The juniors are students in Ira ISD teacher Walt Burt’s audiovisual class and have spent the semester learning about different aspects of filmmaking and production.

“The students are really moving into skills that will be needed in the next 10-20 years,” Burt said. “There’s a place for textbook knowledge, but the Internet has everything you could need and we’re moving in the direction of creativity. They can explore and they can figure out how to do things. They have already done some great things.” 

To enter the contest, students created a video that showed an athletic department in need of an upgrade. The students focused on the school’s weight room, which appeared rundown and in disrepair. Video director and Ira student Grace Highfield said that they were creative with the scenes.
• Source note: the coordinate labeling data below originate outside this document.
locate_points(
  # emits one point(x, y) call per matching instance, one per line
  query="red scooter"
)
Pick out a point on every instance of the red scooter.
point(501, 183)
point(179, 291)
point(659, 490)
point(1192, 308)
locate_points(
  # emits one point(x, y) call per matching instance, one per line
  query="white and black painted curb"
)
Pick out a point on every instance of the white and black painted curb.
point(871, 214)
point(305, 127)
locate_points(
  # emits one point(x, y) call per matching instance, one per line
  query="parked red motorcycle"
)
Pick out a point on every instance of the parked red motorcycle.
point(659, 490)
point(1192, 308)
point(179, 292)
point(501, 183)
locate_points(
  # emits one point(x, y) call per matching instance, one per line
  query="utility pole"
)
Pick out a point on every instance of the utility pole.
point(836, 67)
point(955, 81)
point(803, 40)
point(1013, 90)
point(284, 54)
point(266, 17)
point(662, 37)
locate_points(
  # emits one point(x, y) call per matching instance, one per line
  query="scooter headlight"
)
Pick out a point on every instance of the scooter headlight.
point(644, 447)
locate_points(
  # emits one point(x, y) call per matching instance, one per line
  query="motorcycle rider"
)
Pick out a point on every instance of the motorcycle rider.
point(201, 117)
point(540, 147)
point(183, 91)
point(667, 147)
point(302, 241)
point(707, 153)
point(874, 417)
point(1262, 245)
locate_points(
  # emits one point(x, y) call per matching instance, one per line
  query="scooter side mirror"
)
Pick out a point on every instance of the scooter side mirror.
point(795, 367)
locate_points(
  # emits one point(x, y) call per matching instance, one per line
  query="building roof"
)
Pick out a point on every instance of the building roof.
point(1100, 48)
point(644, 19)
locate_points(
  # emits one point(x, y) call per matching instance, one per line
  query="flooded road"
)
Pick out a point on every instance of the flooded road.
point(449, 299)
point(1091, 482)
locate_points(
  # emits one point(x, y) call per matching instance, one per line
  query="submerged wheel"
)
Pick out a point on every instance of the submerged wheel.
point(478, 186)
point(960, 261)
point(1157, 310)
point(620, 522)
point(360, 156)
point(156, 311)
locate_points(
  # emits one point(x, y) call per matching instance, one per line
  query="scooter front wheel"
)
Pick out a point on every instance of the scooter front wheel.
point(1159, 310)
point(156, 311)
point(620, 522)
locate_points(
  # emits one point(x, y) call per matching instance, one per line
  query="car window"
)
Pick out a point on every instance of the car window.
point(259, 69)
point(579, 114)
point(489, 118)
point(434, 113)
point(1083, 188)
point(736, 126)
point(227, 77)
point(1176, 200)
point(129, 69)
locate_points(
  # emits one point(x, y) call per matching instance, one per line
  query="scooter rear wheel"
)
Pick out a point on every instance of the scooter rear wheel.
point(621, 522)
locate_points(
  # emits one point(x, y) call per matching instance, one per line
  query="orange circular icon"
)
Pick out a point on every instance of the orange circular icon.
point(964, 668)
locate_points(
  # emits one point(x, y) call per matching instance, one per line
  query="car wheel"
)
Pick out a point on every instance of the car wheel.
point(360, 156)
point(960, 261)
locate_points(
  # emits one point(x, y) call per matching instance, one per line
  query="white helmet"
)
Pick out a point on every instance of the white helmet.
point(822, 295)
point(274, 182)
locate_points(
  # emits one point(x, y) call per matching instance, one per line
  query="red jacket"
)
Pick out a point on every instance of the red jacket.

“Just by looking at the video, you can tell we need a new weight room,” she said. “As far as directing goes, I just winged it and let everything fall into place. We got creative with adding a cricket to the weight room and not showing the room’s actual lighting to bring out that it’s rundown.” 

It was a team effort, she said.

“We all get together, talk it out and brainstorm,” Highfield said. “We’re not trying to cut people’s plans out, but we’re trying to work together to make the video better.” 

Ira student and narrator Alyssa Cowan is proud of her classmates’ success.

“It was really cool proving we could actually win something, even though we’re a small school and using what little equipment we had,” she said.

The prize money will go directly to Ira ISD’s athletic department for use at their discretion.

The Power Your School video contest is not the first contest Ira students have won this year. In September, 30 Ira students from the junior high school and high school produced 10 videos for the Careers in Action video contest hosted by Workforce Solutions of West Central Texas. 

Collectively, the students won $4,400 for their videos, which highlighted the 16 career clusters in Texas. The video contest was part of Careers in Texas Industries Week, a statewide initiative connecting youth around the state to high-demand job fields.

With the award money, Burt purchased a virtual reality set, a video camera, gaming headsets, a drone and a new iMac computer. 

Now, students will have more access to technology, better preparing them for future careers.

“In my opinion, the equipment brings out the creative side in us,” Highfield said. “It also prepares us for future video contests.”

With two contest victories under their belts, Ira ISD students are continuing to make more videos with their new equipment.